If you have to send one of your artwork to the Aliens, what would you send and why?
It depends on which life form is interested in my art. Maybe they will lack sight or hearing while other systems of information perception are developed. I think I would send a clay cast of my smiling face! I would spin a photograph of me where I am an alien in my nostrils and ask if I managed to convey the similarities with you. My photo where the alien’s head opens, and I appear, this is my very first conscious work with the words “now I can make any fantasy come true.”
Please tell us about your current exhibition in Palermo?
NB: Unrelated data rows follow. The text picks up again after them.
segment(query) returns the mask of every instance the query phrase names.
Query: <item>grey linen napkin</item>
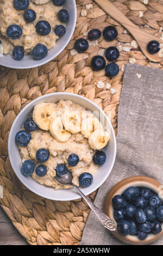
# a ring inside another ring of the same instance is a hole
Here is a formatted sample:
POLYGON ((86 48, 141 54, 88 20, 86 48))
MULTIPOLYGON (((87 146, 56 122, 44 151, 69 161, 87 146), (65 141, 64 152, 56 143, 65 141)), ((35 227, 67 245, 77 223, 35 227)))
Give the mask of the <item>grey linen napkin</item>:
MULTIPOLYGON (((113 169, 95 200, 102 210, 109 190, 124 178, 142 175, 163 184, 162 70, 136 64, 127 65, 116 139, 117 156, 113 169)), ((163 245, 163 237, 153 244, 163 245)), ((91 211, 80 245, 125 243, 104 228, 91 211)))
It is a collaboration of two artists, Edoardo Dionea Cicconi and Ellen Sheidlin, who united themselves and the city, mirrors and the sky, reflections and immersion, distortions of space and illusions. Magical realism fits into a space with long corridors, and on the walls you can see windows to a world where people live inside furniture, a forest covering bodies and ears that whisper stories to you. If you do not have time to fly in the clouds, then the exhibition «Post apocalyptic renaissance» will give you such an opportunity.
What are you working on at the moment?
My main focus now is to acquire knowledge at the Academy of Arts, which I must take with me to St. Petersburg. I do not know if they will let me on a plane with such a big luggage, but I will try to increase it several times. Due to inspiration, my head increased to 2 meters and weighs more than 700 kg, I had to get rid of this load, and now it has turned into a Sculpture. Head sculpture is the most ambitious work of mine in my entire creative life. It is interactive, you can go inside, the inner walls are painted with ornaments. If someone asks, “what’s going on in your head” then I’ll just invite you to visit.